Blockchain analytics can help you identify on-chain engagement patterns and determine what content and strategies resonate with your audience.
But how do you measure engagement on-chain?
Some metrics entail:
These are just some examples, but the list continues and varies per community.
One of our favorite opportunities for creators is understanding how their collectors overlap with other artist communities.
For example, as a web3-native musician, you may see an overlap between your NFT collectors and another web3-native artist’s collectors with whom you’ve never collaborated.
Now, that’s an opportunity worth exploring!
The merge of your collector communities could lead to mutually-aligned favorable outcomes, rising all boats with the tide.
The use of on-chain is becoming essential for communities to outperform their peers or potentially work together in even more favorable instances.
It's not enough to have a successful NFT project launch – to create longevity, you need to be able to grow it over time. Blockchain analytics can help you identify growth opportunities and determine the most effective strategies for reaching new audiences.
For example, these insights may come in handy when preparing for your next drop. You may be wondering which communities you should cross-promote alongside and potentially allowlist specific addresses to get priority access.
Clarifying which other on-chain communities they collect from can give you an edge in understanding how to grow and cross-collaborate accordingly.
You may be preparing for your next drop and may want to figure out how you can tap into communities beyond your existing collector base.
By looking into the on-chain activity of other collections, you can strategically decipher what other assets they are collecting and which DAOs they participate in and tailor your marketing and communication strategies accordingly.
For example, let’s look at the web3-native Podcast Mint’ and how creator
Adam Levy used the data aggregated across his seasonal Pins to grow his listenership.
With the blockchain's open and transparent design, he can tap into exciting data.
For example, you’ll notice that 27.23% of Season 4 NFT collectors also collect Zora-related assets.
As a result, he invited a team member from Zora to join the podcast. Their session ended up being one of his most listened-to episodes of the season, garnering 41% more downloads than a typical podcast episode in Season 5.
Gathering audience data and leveraging it to improve content, grow your audience, secure key sponsorship deals, and more is a tried-and-true tactic. Still, it used to be slow, limited in scope, and challenging to scale.
With the blockchain being so open by design, we have a plethora of data at our fingertips; we need to know what to look for and how to crunch all that information so it makes sense.
With the correct information, you’ll stay ahead of the competition by understanding what your collectors are doing and where they spend their digital dough.
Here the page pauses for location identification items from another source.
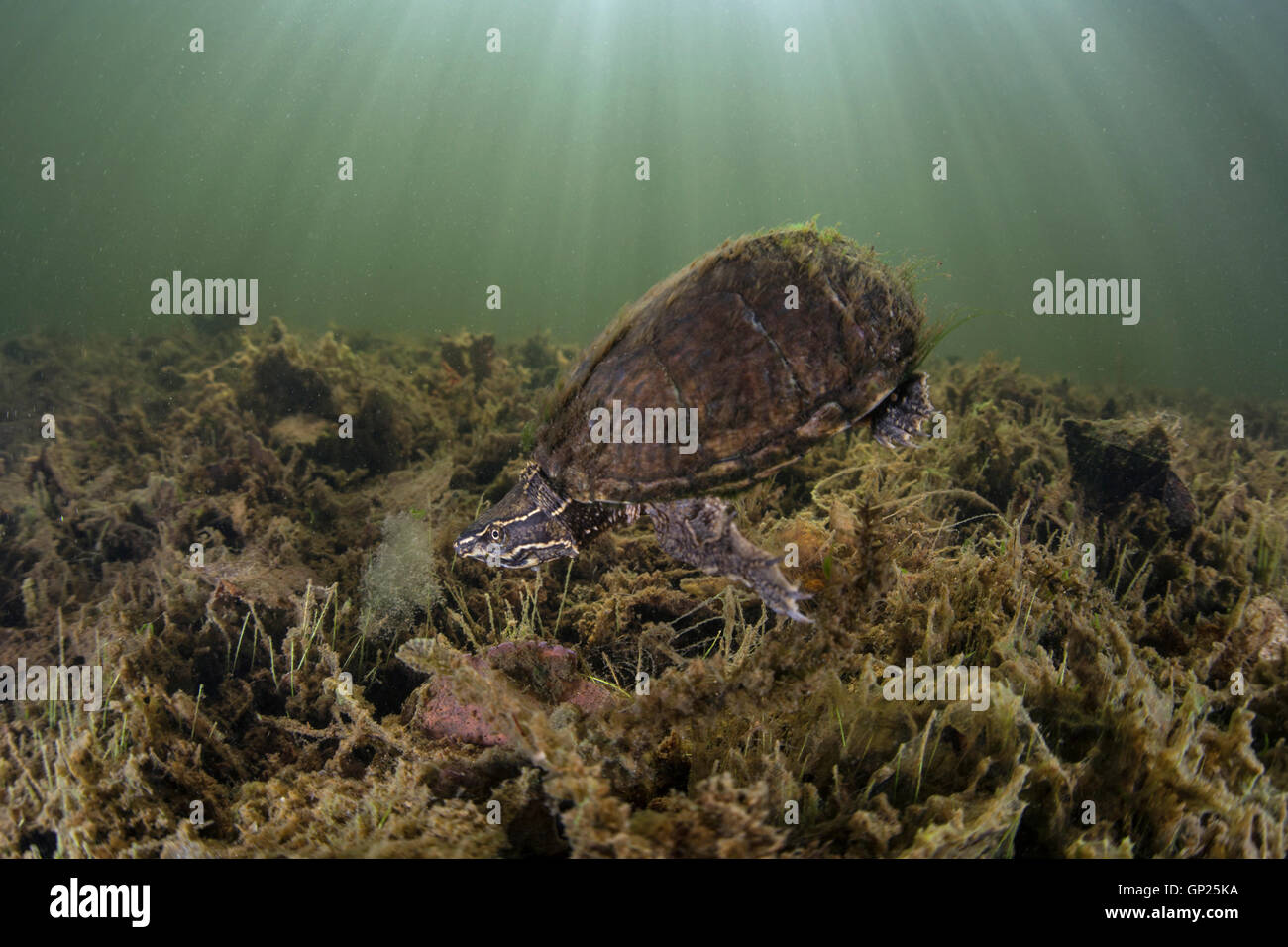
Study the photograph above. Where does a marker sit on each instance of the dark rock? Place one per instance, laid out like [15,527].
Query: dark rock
[1115,462]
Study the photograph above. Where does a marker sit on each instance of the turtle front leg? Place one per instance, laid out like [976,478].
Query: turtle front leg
[702,534]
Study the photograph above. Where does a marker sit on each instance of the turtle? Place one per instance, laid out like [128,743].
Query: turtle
[734,367]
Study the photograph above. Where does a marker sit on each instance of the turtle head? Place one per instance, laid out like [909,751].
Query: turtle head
[523,528]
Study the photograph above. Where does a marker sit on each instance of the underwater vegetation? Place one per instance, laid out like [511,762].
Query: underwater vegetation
[331,681]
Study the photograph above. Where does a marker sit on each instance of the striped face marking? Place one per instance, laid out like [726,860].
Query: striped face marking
[524,528]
In web3, your community is your moat since it’s challenging to fork people who align with an established subset of values.
The correct data points can reveal secret insights into your community’s everyday purchases and on-chain contributions, allowing you to devise more effective and productive operating methods, content strategies, pricing plans, and forecast market patterns for future initiatives.
After this brief post, we hope you’ve realized that there’s more to a wallet than 42 characters.
These four reasons why crypto-native creators should treat data analytics as their best friend are just the tip of the iceberg.
Of course, this is just the tip of the iceberg. There's a wealth of information gleaned from on-chain data, so don't be afraid to dive in and start exploring.
So, what’s in your community’s wallets?